Consider this 3x3 column-major 2D affine translation matrix:
1 0 5
0 1 3
0 0 1
If you apply this to the vector
<2, 4, 0> then when the matrix rows are multiplied we get:
2 0 0 = 2
0 4 0 = 4
0 0 0 = 0
And the result is the input vector. No affine translation applied. This is exactly what we want: you can't "move" a vector.
Now let's apply this to the point
(7, 8, 1):
7 0 5 = 12
0 8 3 = 11
0 0 1 = 1
And we get the point
(12, 11, 1) which is the original point plus the translation portion of the matrix, which again is exactly what we want.
You will notice that the
w component stays the same based on the input; that is, transforming a vector produces a vector and transforming a point produces a point.
There are additional benefits to this simple math. Think of the operations of adding or substracting vectors or subtracting points. Two vectors added or subtracted create a resulting vector.
1 2 0
+ 5 3 0
= 6 5 0
Likewise, with subtraction, the math works out.

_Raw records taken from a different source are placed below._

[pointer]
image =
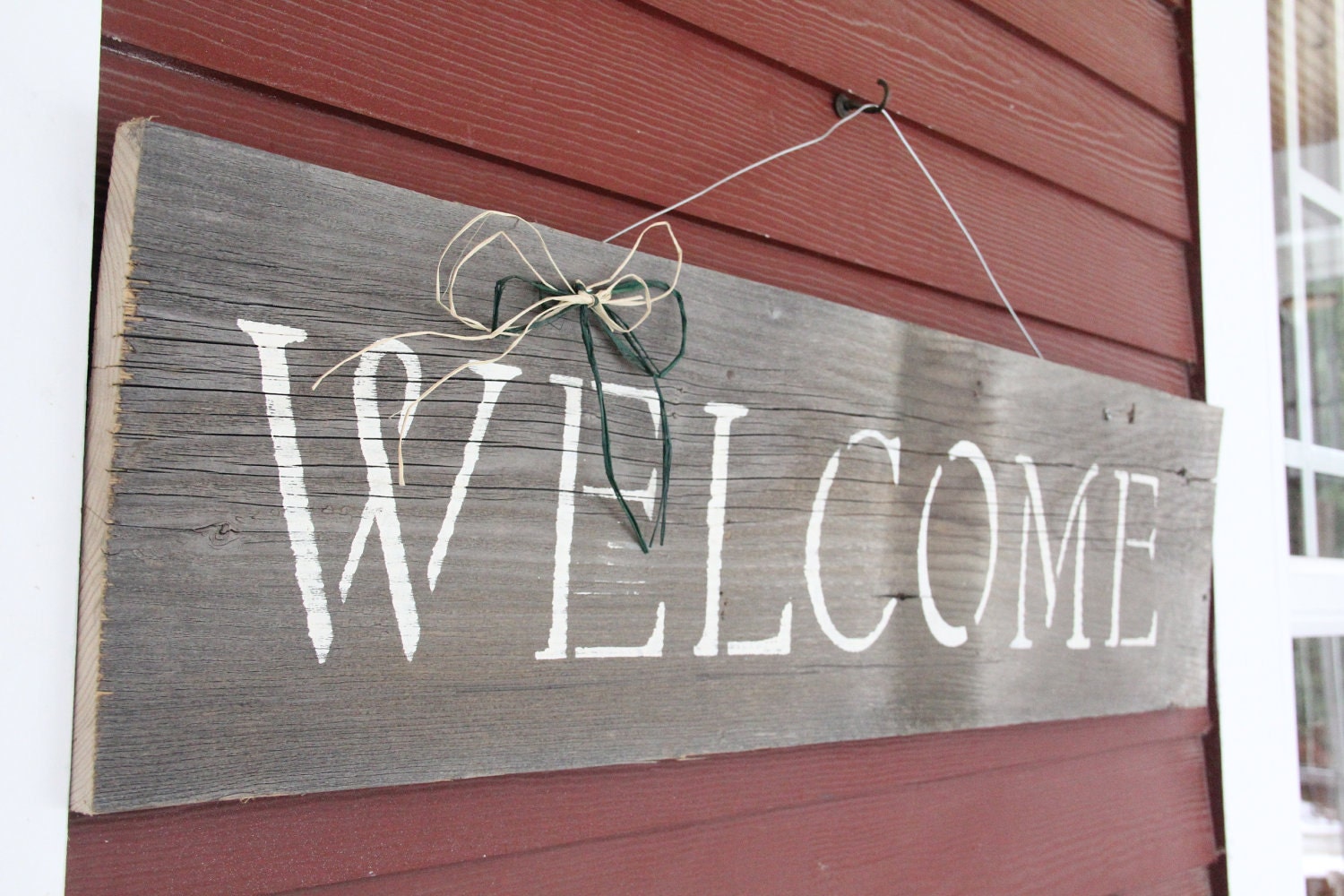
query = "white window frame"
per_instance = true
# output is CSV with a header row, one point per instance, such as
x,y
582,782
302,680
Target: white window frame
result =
x,y
48,91
1262,595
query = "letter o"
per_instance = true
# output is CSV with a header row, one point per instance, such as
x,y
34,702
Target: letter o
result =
x,y
812,562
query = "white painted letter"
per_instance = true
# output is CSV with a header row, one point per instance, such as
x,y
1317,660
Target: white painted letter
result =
x,y
1121,543
812,562
1037,511
271,340
495,376
381,506
558,645
777,643
972,452
945,634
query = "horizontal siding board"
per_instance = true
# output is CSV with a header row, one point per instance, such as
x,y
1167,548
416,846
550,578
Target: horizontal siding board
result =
x,y
1133,43
967,77
1142,817
279,844
1058,255
1191,883
137,88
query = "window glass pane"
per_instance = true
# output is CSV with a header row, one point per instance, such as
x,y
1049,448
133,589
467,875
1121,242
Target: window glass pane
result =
x,y
1322,250
1296,541
1288,347
1319,670
1330,514
1317,123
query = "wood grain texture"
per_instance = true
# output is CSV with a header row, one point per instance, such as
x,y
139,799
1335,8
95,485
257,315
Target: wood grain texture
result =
x,y
925,840
212,685
134,88
414,66
1005,97
107,374
1132,43
282,844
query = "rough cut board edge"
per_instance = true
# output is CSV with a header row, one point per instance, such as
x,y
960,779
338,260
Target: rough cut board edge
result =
x,y
115,304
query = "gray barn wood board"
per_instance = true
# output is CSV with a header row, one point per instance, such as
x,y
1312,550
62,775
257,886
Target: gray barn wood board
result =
x,y
204,667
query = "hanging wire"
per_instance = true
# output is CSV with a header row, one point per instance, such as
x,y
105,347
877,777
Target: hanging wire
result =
x,y
849,116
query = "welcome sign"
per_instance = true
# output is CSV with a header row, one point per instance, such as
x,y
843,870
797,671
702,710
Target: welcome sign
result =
x,y
871,528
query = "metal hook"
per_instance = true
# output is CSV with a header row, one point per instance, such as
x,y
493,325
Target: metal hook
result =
x,y
846,104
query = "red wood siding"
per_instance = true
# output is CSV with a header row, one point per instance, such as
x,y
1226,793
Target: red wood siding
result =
x,y
1058,132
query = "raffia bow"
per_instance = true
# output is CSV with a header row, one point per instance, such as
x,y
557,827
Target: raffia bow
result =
x,y
558,296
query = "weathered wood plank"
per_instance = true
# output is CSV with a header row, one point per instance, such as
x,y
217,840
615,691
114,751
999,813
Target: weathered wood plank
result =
x,y
289,842
416,65
134,88
212,684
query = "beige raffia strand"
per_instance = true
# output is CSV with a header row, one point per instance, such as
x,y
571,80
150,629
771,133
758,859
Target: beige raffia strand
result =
x,y
597,296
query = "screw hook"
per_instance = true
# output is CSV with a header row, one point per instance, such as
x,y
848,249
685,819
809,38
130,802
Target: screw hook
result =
x,y
846,104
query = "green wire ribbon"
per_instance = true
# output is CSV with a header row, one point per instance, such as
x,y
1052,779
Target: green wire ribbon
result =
x,y
629,346
599,300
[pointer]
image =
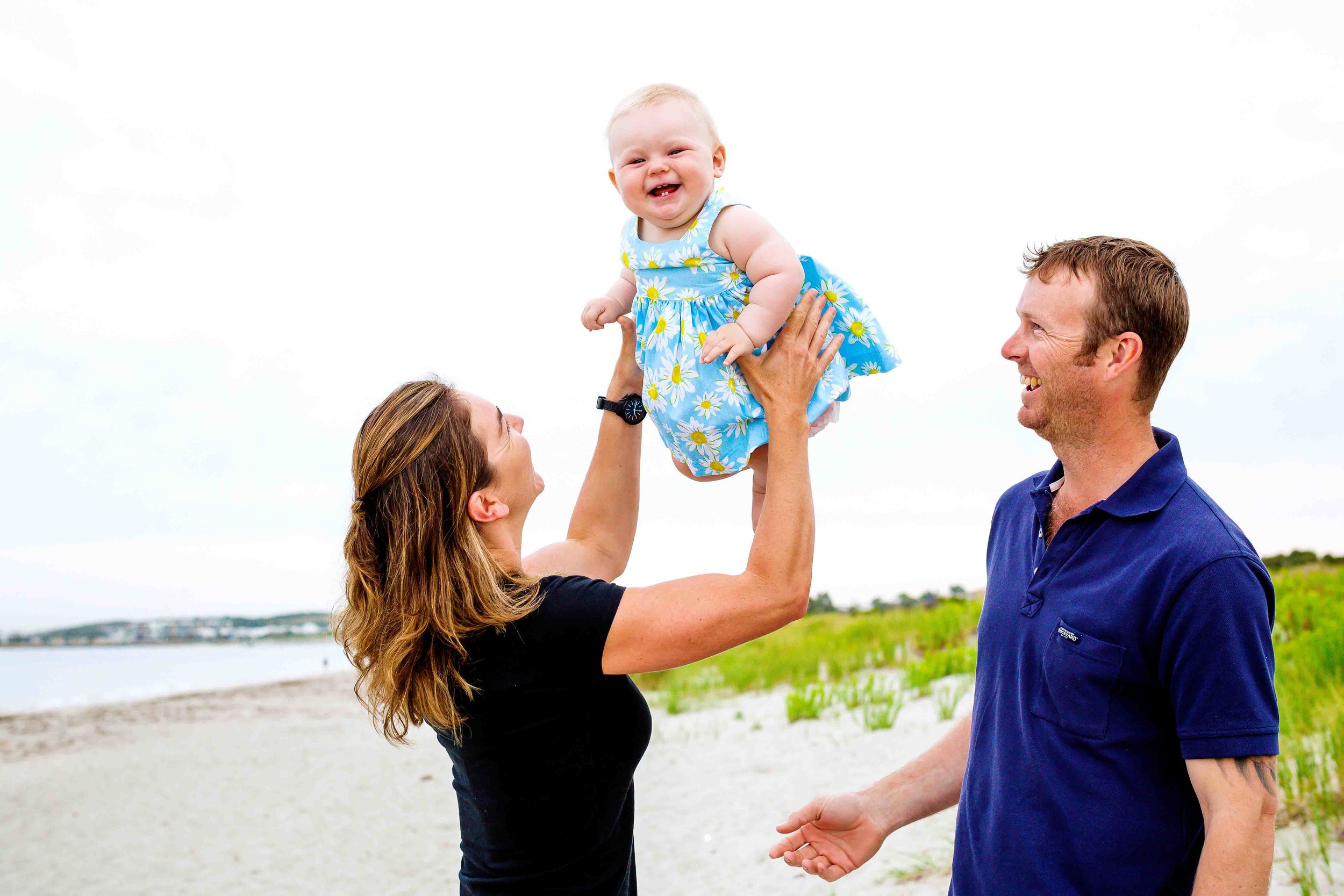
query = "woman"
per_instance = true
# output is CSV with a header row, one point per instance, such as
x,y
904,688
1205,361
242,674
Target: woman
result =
x,y
522,664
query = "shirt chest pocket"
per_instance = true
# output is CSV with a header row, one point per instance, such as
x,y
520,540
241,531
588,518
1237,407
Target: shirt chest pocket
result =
x,y
1077,677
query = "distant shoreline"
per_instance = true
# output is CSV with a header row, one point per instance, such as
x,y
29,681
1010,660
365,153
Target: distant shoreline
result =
x,y
182,642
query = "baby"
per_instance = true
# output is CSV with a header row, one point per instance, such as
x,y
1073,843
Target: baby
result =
x,y
710,280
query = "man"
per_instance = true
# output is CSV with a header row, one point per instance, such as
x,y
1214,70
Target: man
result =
x,y
1124,731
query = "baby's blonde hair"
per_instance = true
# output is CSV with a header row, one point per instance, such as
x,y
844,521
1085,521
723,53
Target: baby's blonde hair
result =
x,y
652,96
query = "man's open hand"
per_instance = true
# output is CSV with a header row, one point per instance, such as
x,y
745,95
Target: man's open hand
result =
x,y
831,836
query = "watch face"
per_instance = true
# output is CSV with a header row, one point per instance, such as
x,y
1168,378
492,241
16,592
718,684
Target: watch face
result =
x,y
633,412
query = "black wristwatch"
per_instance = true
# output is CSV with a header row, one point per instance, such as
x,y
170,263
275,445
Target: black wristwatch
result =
x,y
630,409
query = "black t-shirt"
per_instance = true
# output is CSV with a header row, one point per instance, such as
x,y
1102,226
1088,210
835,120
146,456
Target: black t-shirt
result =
x,y
545,770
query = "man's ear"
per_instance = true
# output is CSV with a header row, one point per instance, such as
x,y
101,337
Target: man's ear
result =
x,y
1125,353
484,507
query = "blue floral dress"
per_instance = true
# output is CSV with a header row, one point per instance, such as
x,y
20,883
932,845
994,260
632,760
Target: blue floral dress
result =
x,y
683,292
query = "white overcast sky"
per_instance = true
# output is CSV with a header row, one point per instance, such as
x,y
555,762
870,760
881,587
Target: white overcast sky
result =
x,y
229,230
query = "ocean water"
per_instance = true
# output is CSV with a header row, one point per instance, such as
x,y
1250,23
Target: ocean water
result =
x,y
34,679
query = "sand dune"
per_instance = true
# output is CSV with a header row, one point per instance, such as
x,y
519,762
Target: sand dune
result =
x,y
287,789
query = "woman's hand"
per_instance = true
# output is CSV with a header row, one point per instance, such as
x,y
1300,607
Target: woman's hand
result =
x,y
628,378
784,377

Now, let's substract two points. We know that this should result in a vector (the difference between the points) and not another point. Conveniently:
5 3 1
- 1 2 1
= 4 1 0
Perfect. Of course, if you add two points together then you end up with a
w of 2, but then adding points is not a legal operation (it has no meaningful result). Adding a point to a vector should result in a new point, which of course works:
5 3 1
+ 4 4 0
= 9 7 1
Everything works out. The
w component perfectly encodes whether we have a point or a vector and simultaneously allows the application of affine transformation matrices correctly for vectors vs points. This allows the use of a single transformation matrix for both points and vectors, which is useful when we want to apply it to both vertex positions (points) and vertex normals (vectors) or the like.